Sachiko Kanenobu (aka Japanese: 金延幸子 and かねのぶさちこ), is generally acknowledged as Japan’s first female singer-songwriter.

Discovered as an precocious 18 year old (in Osaka, Japan), Sachiko was signed in 1968 to Japan’s first ever independent record company, URC (Underground Record Club), who changed Japan’s musical landscape irrevocably, in the late 60s and early 70s, with artists including: はっぴいえんど, Folk Crusaders and 遠藤賢司. She was the only female artist, on this era-defining label. The fact that, as a female, Sachiko wrote and sang her songs, made her a rarity in Japan.

A few months before the release of her début album, “Misora” (1972 - aka 金延幸子’s “み空”), Sachiko secretly emigrated, from Japan to America, to marry music critic Paul Williams (Crawdaddy Magazine, Rolling Stone). “Misora” was released in her absence and promptly disappeared, not having an artist to promote it. She did not record again for almost a decade and didn’t release another album until 1992. Instead she settled with Williams in small-town California and raised two sons.

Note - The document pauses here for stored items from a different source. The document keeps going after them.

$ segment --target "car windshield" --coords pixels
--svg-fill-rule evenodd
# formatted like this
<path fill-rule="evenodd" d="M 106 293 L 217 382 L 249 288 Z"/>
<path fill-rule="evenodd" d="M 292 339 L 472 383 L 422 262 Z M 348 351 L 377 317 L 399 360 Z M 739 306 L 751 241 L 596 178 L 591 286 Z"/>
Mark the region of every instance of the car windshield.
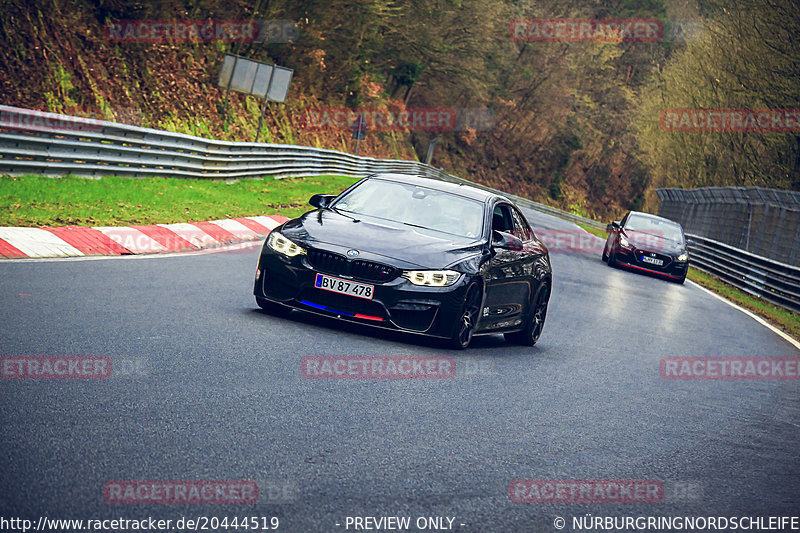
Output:
<path fill-rule="evenodd" d="M 681 227 L 670 220 L 630 215 L 625 223 L 625 229 L 657 235 L 675 242 L 683 242 Z"/>
<path fill-rule="evenodd" d="M 481 202 L 407 183 L 370 179 L 339 198 L 333 207 L 459 237 L 483 233 Z"/>

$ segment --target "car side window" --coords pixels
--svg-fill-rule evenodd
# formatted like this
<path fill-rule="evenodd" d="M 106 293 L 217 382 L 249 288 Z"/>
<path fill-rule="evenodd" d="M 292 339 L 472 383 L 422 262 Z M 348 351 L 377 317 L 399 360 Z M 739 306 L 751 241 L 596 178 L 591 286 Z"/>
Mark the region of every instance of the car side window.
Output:
<path fill-rule="evenodd" d="M 494 206 L 492 212 L 492 231 L 503 231 L 512 233 L 514 231 L 514 219 L 511 216 L 509 206 L 498 204 Z"/>
<path fill-rule="evenodd" d="M 511 209 L 511 215 L 514 217 L 514 231 L 513 234 L 524 242 L 528 242 L 533 238 L 533 230 L 525 221 L 522 213 L 516 209 Z"/>

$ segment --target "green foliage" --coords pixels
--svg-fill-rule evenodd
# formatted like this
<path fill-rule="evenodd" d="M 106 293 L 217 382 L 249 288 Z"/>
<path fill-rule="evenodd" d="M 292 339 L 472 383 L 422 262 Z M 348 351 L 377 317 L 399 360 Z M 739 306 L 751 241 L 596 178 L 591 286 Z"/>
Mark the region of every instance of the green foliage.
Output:
<path fill-rule="evenodd" d="M 548 187 L 550 198 L 557 202 L 560 202 L 564 198 L 564 194 L 561 192 L 562 185 L 564 185 L 564 178 L 558 176 L 550 182 L 550 187 Z"/>
<path fill-rule="evenodd" d="M 800 188 L 800 143 L 790 133 L 671 132 L 668 109 L 800 107 L 800 12 L 791 0 L 709 0 L 702 35 L 648 84 L 634 121 L 655 186 Z"/>
<path fill-rule="evenodd" d="M 389 73 L 397 80 L 398 84 L 411 87 L 419 80 L 423 70 L 425 67 L 419 61 L 403 61 L 392 68 Z"/>

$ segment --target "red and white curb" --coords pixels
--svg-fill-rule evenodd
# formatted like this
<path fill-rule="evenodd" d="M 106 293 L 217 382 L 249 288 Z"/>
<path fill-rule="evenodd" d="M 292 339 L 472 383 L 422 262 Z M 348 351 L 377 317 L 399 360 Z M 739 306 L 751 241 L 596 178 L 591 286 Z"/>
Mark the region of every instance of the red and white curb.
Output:
<path fill-rule="evenodd" d="M 0 257 L 77 257 L 197 250 L 267 235 L 280 215 L 143 226 L 0 227 Z"/>

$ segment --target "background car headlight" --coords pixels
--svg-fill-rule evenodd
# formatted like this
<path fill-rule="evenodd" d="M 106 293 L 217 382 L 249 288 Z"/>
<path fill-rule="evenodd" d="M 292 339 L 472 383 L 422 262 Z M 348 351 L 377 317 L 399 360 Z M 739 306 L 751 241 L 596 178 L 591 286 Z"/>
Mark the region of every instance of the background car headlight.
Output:
<path fill-rule="evenodd" d="M 267 237 L 267 245 L 279 254 L 283 254 L 287 257 L 304 255 L 306 253 L 305 248 L 296 245 L 277 231 L 273 231 L 269 234 L 269 237 Z"/>
<path fill-rule="evenodd" d="M 414 285 L 447 287 L 458 281 L 461 274 L 454 270 L 404 270 L 403 277 Z"/>
<path fill-rule="evenodd" d="M 630 248 L 631 247 L 631 241 L 629 241 L 628 238 L 625 235 L 620 235 L 619 236 L 619 245 L 622 246 L 623 248 Z"/>
<path fill-rule="evenodd" d="M 678 261 L 680 261 L 681 263 L 684 263 L 688 260 L 689 260 L 689 254 L 687 254 L 686 252 L 683 252 L 681 255 L 678 256 Z"/>

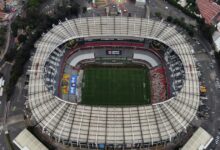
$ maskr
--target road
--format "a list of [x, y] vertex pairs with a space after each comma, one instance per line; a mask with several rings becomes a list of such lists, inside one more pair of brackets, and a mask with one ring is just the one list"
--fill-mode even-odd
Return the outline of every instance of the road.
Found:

World renowned science fiction author Philip K Dick, a Williams family friend, actually encouraged Sachiko to return to music in the early 80s. He was executive producer for a single recorded in 1981, but sadly died before he could realise his ambition to produce Sachiko’s comeback album. Still, Sachiko was inspired by his encouragement and reinvented herself with gusto as a ‘folk-punk’ singer, forming new band Culture Shock in the mid 80s.